Research with more than a thousand homeowners conducted by my company, Powered Now, found that 50% see reputation as critical in deciding who to go with. This aligns completely with the feeling that recommendation is the top determinant in selecting an installer. That’s why doing quality work is the number one priority if you want to run a successful business.

Experiment with lead generators

60% of Homeowners are nervous with tradesmen that they had not previously met according to a poll by Bradstone Assured. Slightly under 50% worry that they will be ripped off. For these reasons 70% mentioned online reviews as important in deciding who to go with. Even more, 90%, said that they had looked at online reviews prior to making any decisions.

This is why online reviews and trust are so important. It’s something that a number of new services have tried to leverage. Arguably the most important are Rated People, Checkatrade (now substantially owned by Homeserve plc) and My Builder. All of these regularly advertise on TV trying to generate leads from people looking to get work done on their homes. All host customer reviews of their trade companies, doing their best to tick the trust box. They make their money by charging either a membership fee or a fee per lead.

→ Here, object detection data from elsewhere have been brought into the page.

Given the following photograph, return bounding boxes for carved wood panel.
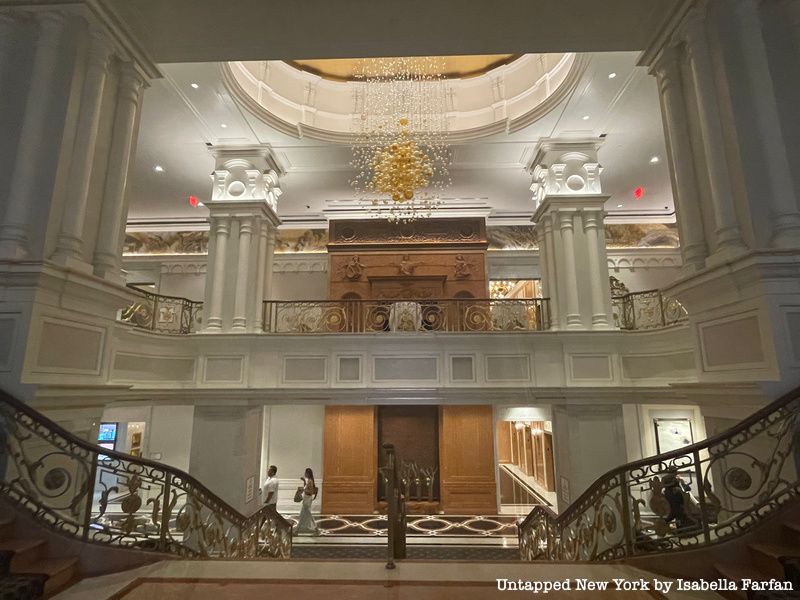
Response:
[322,406,378,515]
[439,406,497,514]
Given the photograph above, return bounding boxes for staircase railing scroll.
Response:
[0,391,292,559]
[519,388,800,561]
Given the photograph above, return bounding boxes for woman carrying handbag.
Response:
[294,468,319,535]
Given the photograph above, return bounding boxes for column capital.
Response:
[528,138,603,208]
[208,145,284,225]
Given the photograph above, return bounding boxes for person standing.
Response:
[262,465,278,512]
[295,467,319,535]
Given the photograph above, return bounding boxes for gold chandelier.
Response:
[350,57,450,223]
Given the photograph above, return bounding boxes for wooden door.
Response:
[439,406,497,515]
[497,421,514,464]
[322,406,378,515]
[542,431,556,492]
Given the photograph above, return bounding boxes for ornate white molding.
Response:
[221,53,588,143]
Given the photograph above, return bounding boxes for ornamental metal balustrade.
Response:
[120,285,203,334]
[115,285,687,335]
[611,290,688,330]
[264,298,550,334]
[0,392,292,559]
[519,388,800,561]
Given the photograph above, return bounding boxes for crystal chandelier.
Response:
[350,57,451,223]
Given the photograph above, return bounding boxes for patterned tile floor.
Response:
[286,515,517,539]
[292,544,519,562]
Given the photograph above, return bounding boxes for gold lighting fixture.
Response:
[350,57,450,223]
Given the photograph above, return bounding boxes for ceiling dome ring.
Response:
[220,53,588,144]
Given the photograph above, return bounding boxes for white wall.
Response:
[189,406,262,513]
[553,404,627,511]
[261,405,325,513]
[608,267,681,292]
[145,405,194,471]
[272,271,328,300]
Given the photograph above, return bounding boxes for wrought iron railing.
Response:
[611,290,687,329]
[0,392,292,559]
[519,389,800,561]
[264,298,550,333]
[121,285,203,334]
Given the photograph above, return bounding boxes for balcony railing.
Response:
[611,290,687,330]
[121,285,203,334]
[264,298,550,333]
[519,388,800,561]
[0,391,292,559]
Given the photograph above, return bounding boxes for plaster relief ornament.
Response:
[341,256,364,281]
[397,254,422,276]
[454,254,472,279]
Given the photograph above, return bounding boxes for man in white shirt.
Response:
[262,465,278,512]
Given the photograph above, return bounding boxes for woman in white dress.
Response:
[295,468,319,535]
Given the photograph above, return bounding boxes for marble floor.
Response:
[55,560,720,600]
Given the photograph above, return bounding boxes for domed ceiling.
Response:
[223,53,586,143]
[286,54,521,81]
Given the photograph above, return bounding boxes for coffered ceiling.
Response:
[129,51,674,226]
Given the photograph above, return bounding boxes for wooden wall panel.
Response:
[439,406,497,515]
[322,406,378,515]
[497,421,514,463]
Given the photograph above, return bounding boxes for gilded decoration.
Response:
[122,229,328,255]
[328,218,486,251]
[606,223,680,248]
[123,219,680,255]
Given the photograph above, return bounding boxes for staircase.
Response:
[0,515,78,600]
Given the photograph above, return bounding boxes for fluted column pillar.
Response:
[92,63,144,280]
[582,209,613,329]
[654,47,708,272]
[0,10,65,259]
[725,0,800,248]
[558,210,582,329]
[51,25,111,267]
[542,216,561,330]
[0,12,18,85]
[205,146,280,333]
[686,13,747,262]
[233,218,253,331]
[249,221,272,332]
[206,217,231,331]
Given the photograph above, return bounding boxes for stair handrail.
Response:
[518,388,800,561]
[0,390,292,559]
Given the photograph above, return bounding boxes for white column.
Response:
[558,210,583,329]
[583,210,611,329]
[655,47,708,272]
[542,215,561,330]
[263,226,276,300]
[52,25,111,266]
[250,219,269,332]
[233,218,253,331]
[93,63,144,279]
[0,10,64,259]
[725,0,800,248]
[0,12,17,85]
[686,13,747,260]
[206,217,231,331]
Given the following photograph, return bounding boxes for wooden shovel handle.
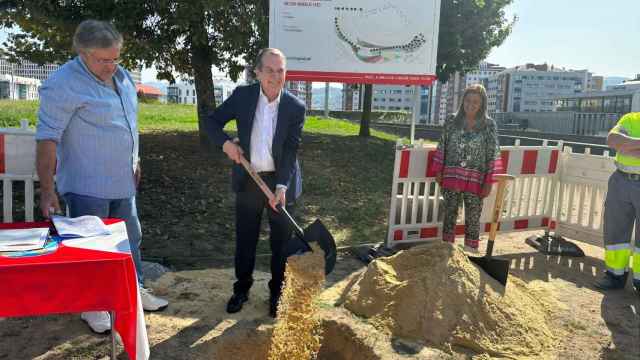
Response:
[240,155,276,201]
[489,174,515,241]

The original idea of these services is that traditional word-of-mouth marketing would be replaced by online customer reviews. This hasn’t happened as word of mouth is still very much alive. However, each of the three are now substantial businesses and they certainly can’t be described as failures.

These services do have some significant advantages. The first, which applies to Rated People and My Builder is that installers can turn the lead tap on or off to try to match incoming business to the capacity to do the job without undue waiting. The second benefit is that they have the potential to enable a business to grow much more rapidly than they would with word of mouth alone allows. As a result, they are most relevant to ambitious businesses.

Great in theory

This is all great in theory and some trade businesses have told me that they have been really helped by these services. However, critics say the reviews can’t be trusted and they particularly attract prospects who only buy on price. The picture is mixed so a simplistic view is just that – simplistic.

My recommendation is that if you are ambitious and want to grow faster, it’s worth experimenting with these services without committing too much money. At the same time, a proper test may mean winning some business on price in order to get initial reviews which are vital to success on these platforms.

Success for the long run

If you run a lifestyle business and like things as they are, generating more leads may not be of much interest. For others, it can give you more choices. I My hope that these ideas and thoughts are helpful. I am aware however that words are cheap. It takes a lot of hard work to actually implement them. Good luck!